Shamans and Shamanism
Shamans are "ritual practitioners in hunting-and-gathering societies who enter altered states of consciousness to achieve a variety of ends that include healing the sick, foretelling the future, meeting spirit animals, changing the weather, and controlling real animals by supernatural means" (Clottes 19). According to H. R. Ellis Davidson:

"The shaman acts as intermediary between the world of men and the gods, and has the power to descend into the realms of the dead. His spirit is believed to journey forth from his body, which remains in a state of trance. Sometime the long journey which it takes is described by him in a chant. Sometimes he induces the conditions of ecstasy by beating his drum or by an elaborate and exciting dance" (118).


The cave painting above depicts a human figure with a bird head lying (flying?) beside a bison. This figure is traditionally called "the dead man," but he could just as easily depict a shaman who has fallen into a halucinatory trance. Notice the figure's erect phallus (indicating power, fertility?) and the bird (indicating flight to other worlds?) on a staff below him. Note, too, that while the bison appears to be charging, he has also been pierced by a spear in the groin area and is partially eviscerated. At the left is a fleeing rhinoceros. From the cave of Lascaux, France, 17,000 BC. [Use "Go" button to return to this page.]

Other means which shamans use to enter a hallucinatory trance state are fasting, ingesting psychotropic drugs, enforced isolation, sensory deprivation or even torture. (We shall read how the Norse god Odin hangs himself on the world-tree in order to gain secret wisdom.) Shamans often dress in animal skins and masks, and in the deepest part of their trance-journey to the spirit world, they often imagine meeting or transforming into the local animal of power. The spirit animal is either the animal that is hunted most often and provides the most food, or the animal seen as "master of the beasts"--a being who brings / ensures good hunting. It is thought by some that the pictures of half-animal, half-men figures found in both ancient and modern cave drawings are depictions or recreations of the shamanic trance state. (See the figure called the "Sorcerer" from the cave of the Trois Frères and Clottes 81-99.)

The shaman goes on his spirit-journey in order to bring back benefits from the other worlds--upper or lower. The shaman's journeys to the spirit world are depicted as ascents (by flight, ladder, or tree) or descents (by diving, walking or falling). Davidson writes:

The purpose of the ceremony is usually to find the answer to some question of some importance for the community, such as the reason for a dearth of food, or an epidemic. Alternatively, it may be to heal some sick person, in which case it may be necessary for the shaman's spirit to pursue the soul of the sick man down into the underworld and to overcome by his superior powers the hostile spirits trying to prevent it from returning to the body. (118) David Adams Leeming claims a kinship between the shaman and the trickster figure (22-24). There are certain similarities: both take animal forms, both go on boundary-crossing journeys, both mediate between gods and humans, and both claim to control supernatural forces in order to bring benefits (food, healing) to humans. So in some ways, the trickster may represent the shaman in humorous folktale form. But even though the trickster operates within a sacred context, he often mocks that context while breaking religious and societal rules. A shaman is an actual, serious religious practitioner while the trickster is an imaginary god-like jokester. There are some ways, however in which trickster tales and shaman's trance-journeys are folktale and ritual versions of the hero's journey pattern. (See "Hero's Journey" for more on this pattern.)

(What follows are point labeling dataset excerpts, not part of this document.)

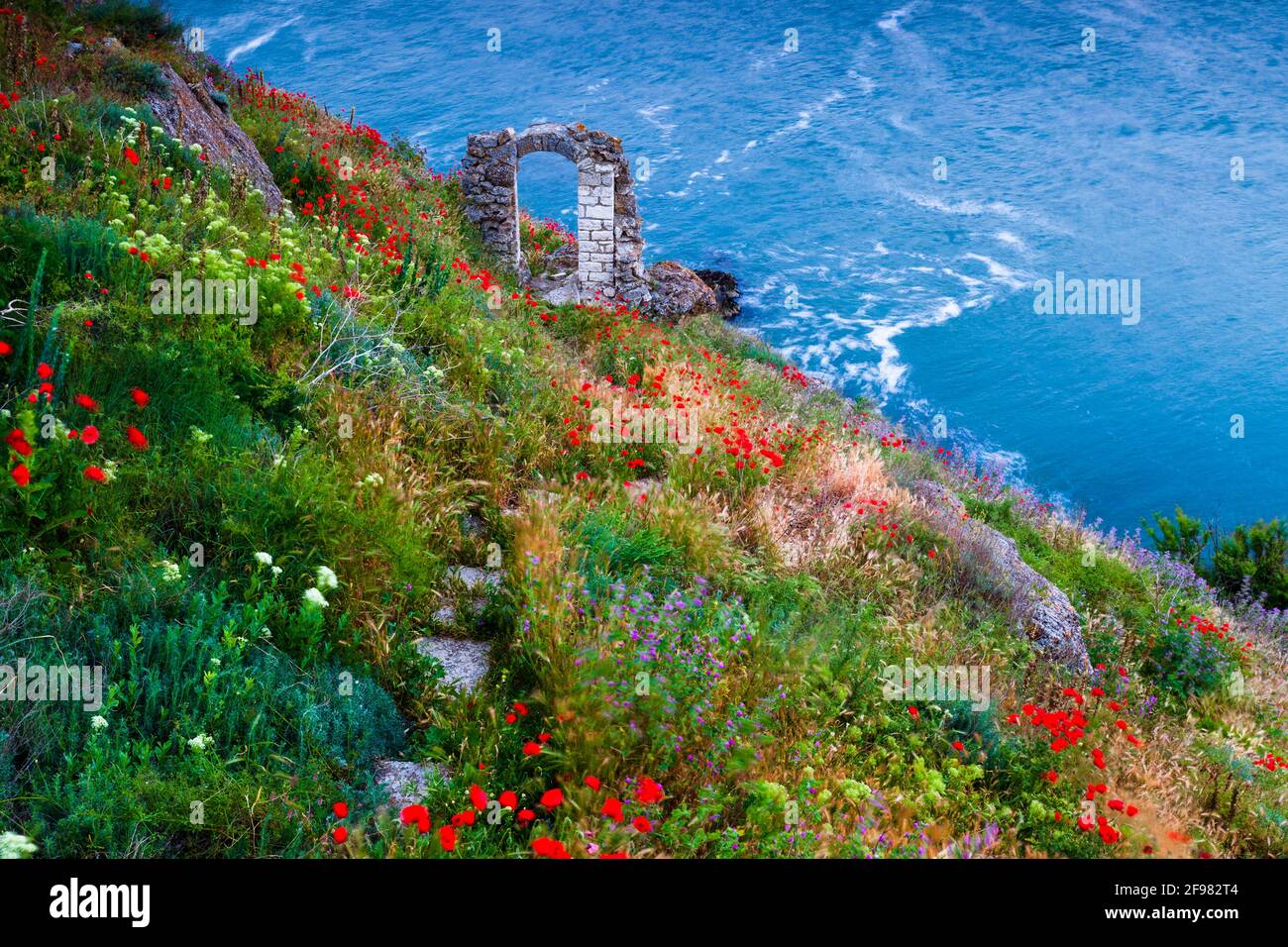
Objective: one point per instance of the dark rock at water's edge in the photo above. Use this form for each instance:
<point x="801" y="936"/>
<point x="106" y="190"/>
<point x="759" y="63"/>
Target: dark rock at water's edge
<point x="678" y="291"/>
<point x="725" y="286"/>
<point x="192" y="115"/>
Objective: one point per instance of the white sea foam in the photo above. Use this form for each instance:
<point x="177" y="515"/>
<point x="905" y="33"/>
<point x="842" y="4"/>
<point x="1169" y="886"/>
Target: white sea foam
<point x="253" y="44"/>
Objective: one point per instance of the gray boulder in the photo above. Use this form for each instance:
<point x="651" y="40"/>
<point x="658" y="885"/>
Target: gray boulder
<point x="678" y="291"/>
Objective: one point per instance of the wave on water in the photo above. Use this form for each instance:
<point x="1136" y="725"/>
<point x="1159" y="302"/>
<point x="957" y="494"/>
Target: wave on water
<point x="256" y="43"/>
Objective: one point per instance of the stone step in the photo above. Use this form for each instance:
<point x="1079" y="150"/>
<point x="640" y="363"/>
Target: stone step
<point x="465" y="663"/>
<point x="473" y="578"/>
<point x="408" y="783"/>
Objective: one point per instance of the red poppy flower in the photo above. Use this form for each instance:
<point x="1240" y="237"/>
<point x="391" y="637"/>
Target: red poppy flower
<point x="417" y="815"/>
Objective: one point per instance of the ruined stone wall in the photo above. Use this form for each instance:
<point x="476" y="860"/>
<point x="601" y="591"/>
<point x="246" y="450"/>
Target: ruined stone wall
<point x="609" y="234"/>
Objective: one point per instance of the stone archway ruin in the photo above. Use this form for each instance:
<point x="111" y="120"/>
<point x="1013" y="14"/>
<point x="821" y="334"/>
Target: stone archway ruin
<point x="609" y="234"/>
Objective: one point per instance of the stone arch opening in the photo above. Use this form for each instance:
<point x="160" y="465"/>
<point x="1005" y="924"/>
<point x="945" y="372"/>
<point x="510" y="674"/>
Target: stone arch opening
<point x="609" y="232"/>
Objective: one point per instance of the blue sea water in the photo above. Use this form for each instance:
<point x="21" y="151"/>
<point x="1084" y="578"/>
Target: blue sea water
<point x="810" y="174"/>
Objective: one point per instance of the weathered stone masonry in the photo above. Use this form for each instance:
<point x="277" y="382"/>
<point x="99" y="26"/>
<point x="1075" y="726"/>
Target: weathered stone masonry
<point x="609" y="234"/>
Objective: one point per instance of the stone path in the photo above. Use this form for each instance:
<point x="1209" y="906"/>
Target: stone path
<point x="465" y="664"/>
<point x="1039" y="608"/>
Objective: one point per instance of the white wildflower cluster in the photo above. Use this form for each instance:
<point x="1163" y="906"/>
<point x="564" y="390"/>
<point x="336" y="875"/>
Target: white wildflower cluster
<point x="13" y="845"/>
<point x="326" y="581"/>
<point x="168" y="571"/>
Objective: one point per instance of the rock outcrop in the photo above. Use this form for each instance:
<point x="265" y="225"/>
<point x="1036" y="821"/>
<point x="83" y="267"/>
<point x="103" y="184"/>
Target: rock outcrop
<point x="189" y="114"/>
<point x="1041" y="611"/>
<point x="725" y="287"/>
<point x="678" y="291"/>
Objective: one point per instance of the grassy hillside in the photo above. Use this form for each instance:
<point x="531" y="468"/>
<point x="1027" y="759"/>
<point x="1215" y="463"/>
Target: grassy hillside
<point x="250" y="525"/>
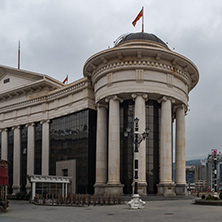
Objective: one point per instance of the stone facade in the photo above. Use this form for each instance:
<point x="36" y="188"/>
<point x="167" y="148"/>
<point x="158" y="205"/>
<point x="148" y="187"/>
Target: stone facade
<point x="139" y="70"/>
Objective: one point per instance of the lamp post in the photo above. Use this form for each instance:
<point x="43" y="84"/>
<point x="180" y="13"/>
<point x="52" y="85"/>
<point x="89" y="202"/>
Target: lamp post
<point x="136" y="202"/>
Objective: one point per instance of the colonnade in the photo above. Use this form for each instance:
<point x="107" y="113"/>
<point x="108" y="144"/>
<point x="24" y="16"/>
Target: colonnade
<point x="30" y="152"/>
<point x="108" y="164"/>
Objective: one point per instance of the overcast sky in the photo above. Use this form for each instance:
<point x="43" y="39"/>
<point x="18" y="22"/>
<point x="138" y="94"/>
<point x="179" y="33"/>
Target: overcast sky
<point x="58" y="36"/>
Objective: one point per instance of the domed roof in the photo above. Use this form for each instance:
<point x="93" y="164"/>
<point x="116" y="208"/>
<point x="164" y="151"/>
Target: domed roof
<point x="139" y="36"/>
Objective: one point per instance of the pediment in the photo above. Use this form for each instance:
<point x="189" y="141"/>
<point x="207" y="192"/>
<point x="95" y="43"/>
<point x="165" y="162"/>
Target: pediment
<point x="12" y="79"/>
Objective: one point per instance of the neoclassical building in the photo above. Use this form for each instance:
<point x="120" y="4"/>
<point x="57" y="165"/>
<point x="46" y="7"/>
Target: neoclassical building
<point x="77" y="130"/>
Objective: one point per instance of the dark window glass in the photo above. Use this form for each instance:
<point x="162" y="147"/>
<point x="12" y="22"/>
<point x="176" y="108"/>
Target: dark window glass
<point x="0" y="144"/>
<point x="126" y="146"/>
<point x="65" y="172"/>
<point x="152" y="145"/>
<point x="6" y="80"/>
<point x="38" y="149"/>
<point x="10" y="158"/>
<point x="23" y="158"/>
<point x="73" y="137"/>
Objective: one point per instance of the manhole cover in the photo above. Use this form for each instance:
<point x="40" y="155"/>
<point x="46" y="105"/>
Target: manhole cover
<point x="168" y="214"/>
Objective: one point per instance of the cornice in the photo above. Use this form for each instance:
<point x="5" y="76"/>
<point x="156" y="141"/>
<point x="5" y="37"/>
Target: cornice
<point x="128" y="56"/>
<point x="142" y="64"/>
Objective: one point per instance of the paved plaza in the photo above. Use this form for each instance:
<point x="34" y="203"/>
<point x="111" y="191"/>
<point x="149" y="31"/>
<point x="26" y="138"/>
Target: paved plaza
<point x="166" y="210"/>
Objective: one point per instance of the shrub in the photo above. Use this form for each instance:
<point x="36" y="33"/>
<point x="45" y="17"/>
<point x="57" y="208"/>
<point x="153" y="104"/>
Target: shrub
<point x="22" y="196"/>
<point x="203" y="197"/>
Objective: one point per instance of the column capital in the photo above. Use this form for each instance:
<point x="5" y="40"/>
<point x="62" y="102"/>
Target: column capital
<point x="16" y="127"/>
<point x="180" y="106"/>
<point x="101" y="105"/>
<point x="45" y="121"/>
<point x="30" y="124"/>
<point x="114" y="97"/>
<point x="165" y="98"/>
<point x="4" y="130"/>
<point x="144" y="95"/>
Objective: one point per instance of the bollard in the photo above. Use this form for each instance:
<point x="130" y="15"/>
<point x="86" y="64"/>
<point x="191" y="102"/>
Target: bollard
<point x="94" y="199"/>
<point x="88" y="200"/>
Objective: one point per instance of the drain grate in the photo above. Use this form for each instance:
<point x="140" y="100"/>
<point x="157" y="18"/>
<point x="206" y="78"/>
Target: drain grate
<point x="168" y="213"/>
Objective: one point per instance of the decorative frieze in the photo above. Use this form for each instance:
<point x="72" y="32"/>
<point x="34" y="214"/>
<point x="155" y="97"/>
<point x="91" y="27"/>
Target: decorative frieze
<point x="145" y="64"/>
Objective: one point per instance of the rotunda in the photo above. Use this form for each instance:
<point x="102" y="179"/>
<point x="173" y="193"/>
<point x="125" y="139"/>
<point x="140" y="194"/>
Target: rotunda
<point x="140" y="77"/>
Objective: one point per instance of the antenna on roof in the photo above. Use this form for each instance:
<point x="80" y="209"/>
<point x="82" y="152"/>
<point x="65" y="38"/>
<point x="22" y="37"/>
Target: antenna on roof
<point x="19" y="55"/>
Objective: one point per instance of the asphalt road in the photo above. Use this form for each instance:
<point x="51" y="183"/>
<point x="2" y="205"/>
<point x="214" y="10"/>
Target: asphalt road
<point x="166" y="210"/>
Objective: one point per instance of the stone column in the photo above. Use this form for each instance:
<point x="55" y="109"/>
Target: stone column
<point x="114" y="186"/>
<point x="101" y="150"/>
<point x="30" y="153"/>
<point x="16" y="159"/>
<point x="180" y="163"/>
<point x="45" y="147"/>
<point x="166" y="186"/>
<point x="33" y="190"/>
<point x="4" y="144"/>
<point x="140" y="113"/>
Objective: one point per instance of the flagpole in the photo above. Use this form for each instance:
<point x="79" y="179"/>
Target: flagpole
<point x="143" y="20"/>
<point x="19" y="55"/>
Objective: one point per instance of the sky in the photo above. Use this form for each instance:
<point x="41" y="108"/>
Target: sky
<point x="58" y="36"/>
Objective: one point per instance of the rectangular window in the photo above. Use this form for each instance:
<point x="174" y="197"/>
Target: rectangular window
<point x="65" y="172"/>
<point x="6" y="80"/>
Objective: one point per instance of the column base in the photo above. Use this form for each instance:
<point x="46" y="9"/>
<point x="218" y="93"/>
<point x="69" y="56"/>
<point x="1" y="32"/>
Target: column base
<point x="166" y="190"/>
<point x="16" y="189"/>
<point x="28" y="188"/>
<point x="99" y="188"/>
<point x="114" y="189"/>
<point x="181" y="189"/>
<point x="136" y="202"/>
<point x="142" y="188"/>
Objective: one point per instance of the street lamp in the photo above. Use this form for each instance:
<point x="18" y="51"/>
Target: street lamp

In more complex agricultural societies, shamans are replaced by priests. Instead of going on an individual vision quest, the priest presides over communal rituals. In agricultural societies, a religious trance is usually interpreted as possession by a god or spirit, while in hunter-gatherer societies the trance is vehicle for the shaman's soul or spirit to leave his or her body and go on a spirit-journey (Clottes 26).